Quantitative research requires consistent, reproducible access to market data from multiple sources. ml4t-data provides:

- A unified interface across 19 data providers (equities, crypto, forex, futures, economic data)
- Automated storage in Hive-partitioned Parquet format with metadata tracking
- Incremental updates, gap detection, and backfill capabilities via CLI
- Built-in data validation (OHLC invariants, deduplication, anomaly detection)

The goal is to support an ongoing research workflow rather than one-off downloads. Data is stored locally, tracked for freshness, and queryable with tools like DuckDB or Polars.
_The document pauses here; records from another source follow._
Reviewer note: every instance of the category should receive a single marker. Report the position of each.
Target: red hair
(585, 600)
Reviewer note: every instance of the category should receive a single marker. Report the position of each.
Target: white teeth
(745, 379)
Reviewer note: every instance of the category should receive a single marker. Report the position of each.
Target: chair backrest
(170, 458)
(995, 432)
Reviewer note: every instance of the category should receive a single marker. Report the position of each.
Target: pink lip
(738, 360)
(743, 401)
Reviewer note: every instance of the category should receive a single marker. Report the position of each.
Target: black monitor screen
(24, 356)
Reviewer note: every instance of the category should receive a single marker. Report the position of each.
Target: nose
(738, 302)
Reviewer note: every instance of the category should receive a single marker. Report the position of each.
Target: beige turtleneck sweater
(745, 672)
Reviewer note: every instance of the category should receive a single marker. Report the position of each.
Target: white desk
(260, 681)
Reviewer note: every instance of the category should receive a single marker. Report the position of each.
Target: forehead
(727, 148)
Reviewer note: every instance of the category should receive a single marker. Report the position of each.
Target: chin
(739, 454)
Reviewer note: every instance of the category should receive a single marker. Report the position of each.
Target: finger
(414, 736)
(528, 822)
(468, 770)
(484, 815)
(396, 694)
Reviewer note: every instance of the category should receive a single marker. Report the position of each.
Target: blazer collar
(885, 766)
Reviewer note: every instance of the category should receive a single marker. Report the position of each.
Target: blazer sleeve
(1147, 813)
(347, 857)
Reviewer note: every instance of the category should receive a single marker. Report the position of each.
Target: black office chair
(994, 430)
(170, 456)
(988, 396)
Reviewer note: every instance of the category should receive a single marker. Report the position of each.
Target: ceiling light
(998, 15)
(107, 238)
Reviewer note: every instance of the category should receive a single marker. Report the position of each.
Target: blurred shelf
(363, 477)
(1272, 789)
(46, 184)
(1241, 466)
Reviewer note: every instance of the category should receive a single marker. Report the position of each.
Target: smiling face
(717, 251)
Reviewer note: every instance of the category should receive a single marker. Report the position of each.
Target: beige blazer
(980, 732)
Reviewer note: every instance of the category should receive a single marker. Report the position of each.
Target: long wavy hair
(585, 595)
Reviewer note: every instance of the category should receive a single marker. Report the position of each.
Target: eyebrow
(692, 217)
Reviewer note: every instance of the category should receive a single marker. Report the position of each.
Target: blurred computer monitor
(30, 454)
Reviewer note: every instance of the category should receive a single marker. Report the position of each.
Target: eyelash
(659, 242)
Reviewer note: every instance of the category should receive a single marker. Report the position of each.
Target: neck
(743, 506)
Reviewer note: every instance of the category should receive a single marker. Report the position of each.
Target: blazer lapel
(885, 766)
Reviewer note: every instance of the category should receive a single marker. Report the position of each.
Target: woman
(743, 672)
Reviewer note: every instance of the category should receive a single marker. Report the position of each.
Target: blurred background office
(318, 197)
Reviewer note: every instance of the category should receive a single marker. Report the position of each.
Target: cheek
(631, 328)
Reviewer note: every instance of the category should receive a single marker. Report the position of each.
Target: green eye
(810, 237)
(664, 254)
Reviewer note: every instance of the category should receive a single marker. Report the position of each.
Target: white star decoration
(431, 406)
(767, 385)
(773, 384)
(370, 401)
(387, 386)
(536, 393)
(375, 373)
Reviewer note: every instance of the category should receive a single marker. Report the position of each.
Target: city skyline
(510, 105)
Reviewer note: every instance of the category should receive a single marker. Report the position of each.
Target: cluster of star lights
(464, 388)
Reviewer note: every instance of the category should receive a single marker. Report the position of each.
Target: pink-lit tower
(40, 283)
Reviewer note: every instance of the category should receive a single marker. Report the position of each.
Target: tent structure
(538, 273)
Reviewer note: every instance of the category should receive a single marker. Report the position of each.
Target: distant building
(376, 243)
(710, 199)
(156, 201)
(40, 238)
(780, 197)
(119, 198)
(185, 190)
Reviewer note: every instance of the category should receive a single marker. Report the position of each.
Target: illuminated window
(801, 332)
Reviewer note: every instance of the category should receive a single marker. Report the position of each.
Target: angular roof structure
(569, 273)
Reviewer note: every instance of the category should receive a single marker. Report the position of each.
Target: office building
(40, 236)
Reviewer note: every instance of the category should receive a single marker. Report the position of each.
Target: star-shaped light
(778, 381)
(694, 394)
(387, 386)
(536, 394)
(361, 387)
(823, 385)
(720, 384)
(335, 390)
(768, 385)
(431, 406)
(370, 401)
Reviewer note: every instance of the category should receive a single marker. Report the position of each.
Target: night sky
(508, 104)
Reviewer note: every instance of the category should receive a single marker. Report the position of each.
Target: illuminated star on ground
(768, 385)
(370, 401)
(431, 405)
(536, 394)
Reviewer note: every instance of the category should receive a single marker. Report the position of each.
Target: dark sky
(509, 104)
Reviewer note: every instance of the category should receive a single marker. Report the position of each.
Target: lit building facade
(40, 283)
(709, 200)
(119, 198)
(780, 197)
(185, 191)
![ml4t-data Architecture](docs/images/ml4t_data_architecture_print.jpeg)

## Installation

```bash
pip install ml4t-data
```

## Quick Start

```python
from ml4t.data.providers import YahooFinanceProvider

provider = YahooFinanceProvider()
data = provider.fetch_ohlcv("AAPL", "2020-01-01", "2024-12-31")
print(data.head())
```

All providers implement the same interface:

```python
from ml4t.data.providers import CoinGeckoProvider, FREDProvider

# Crypto
crypto = CoinGeckoProvider().fetch_ohlcv("bitcoin", "2024-01-01", "2024-12-31")

# Economic data
fred = FREDProvider().fetch_series("GDP", "2020-01-01", "2024-12-31")
```

## Data Providers

### Free (No API Key)

| Provider | Coverage |
|----------|----------|
| Yahoo Finance | US/global equities, ETFs, crypto, forex |
| CoinGecko | 10,000+ cryptocurrencies |
| FRED | 850,000 economic series |
| Fama-French | Academic factor data |
| AQR | Alternative factors (QMJ, BAB, TSMOM) |

### API Key Required

| Provider | Coverage |
|----------|----------|
| EODHD | 60+ global exchanges |
| Tiingo | US equities with quality focus |
| Twelve Data | Multi-asset coverage |
| Alpha Vantage | Equities, forex, crypto |
| Databento | CME, CBOE, ICE futures/options |
| Polygon | US equities, options, forex, crypto |
| Finnhub | 70+ global exchanges |
| Binance | Crypto exchange data |
| OANDA | Forex broker data |

## CLI for Automated Updates

```bash
# Fetch specific symbols
ml4t-data fetch AAPL MSFT GOOGL --provider yahoo --start 2020-01-01

# Configuration-driven batch updates
ml4t-data update-all -c config.yaml

# Detect and fill gaps
ml4t-data update-all -c config.yaml --detect-gaps
```

Configuration example:

```yaml
storage:
  path: ~/data/market

datasets:
  sp500_daily:
    provider: yahoo
    symbols_file: symbols/sp500.txt
    frequency: daily
    start_date: 2015-01-01

  crypto:
    provider: coingecko
    symbols: [bitcoin, ethereum, solana]
    frequency: daily
    start_date: 2020-01-01
```

## Storage Format

Data is stored in Hive-partitioned Parquet:

```
~/data/market/
├── yahoo/daily/symbol=AAPL/data.parquet
├── yahoo/daily/symbol=MSFT/data.parquet
└── coingecko/daily/symbol=bitcoin/data.parquet
```

Query with DuckDB or Polars:

```python
import duckdb

result = duckdb.execute("""
    SELECT * FROM read_parquet('~/data/market/yahoo/daily/**/*.parquet')
    WHERE symbol IN ('AAPL', 'MSFT')
    AND date >= '2024-01-01'
""").pl()
```

## Data Validation

```python
from ml4t.data.validation import validate_ohlcv

issues = validate_ohlcv(data)
# Checks: high >= low, high >= open/close, low <= open/close
# Detects: duplicates, gaps, anomalies
```

## Technical Characteristics

- **Polars-based**: Native Polars DataFrames throughout
- **Consistent schema**: All providers return the same column structure
- **Metadata tracking**: Last update timestamps, row counts, date ranges

## Related Libraries

- **ml4t-engineer**: Feature engineering and technical indicators
- **ml4t-diagnostic**: Signal evaluation and statistical validation
- **ml4t-backtest**: Event-driven backtesting
- **ml4t-live**: Live trading with broker integration

## Development

```bash
git clone https://github.com/applied-ai/ml4t-data.git
cd ml4t-data
uv sync
uv run pytest tests/ -q
uv run ty check
```

## License

MIT License - see [LICENSE](LICENSE) for details.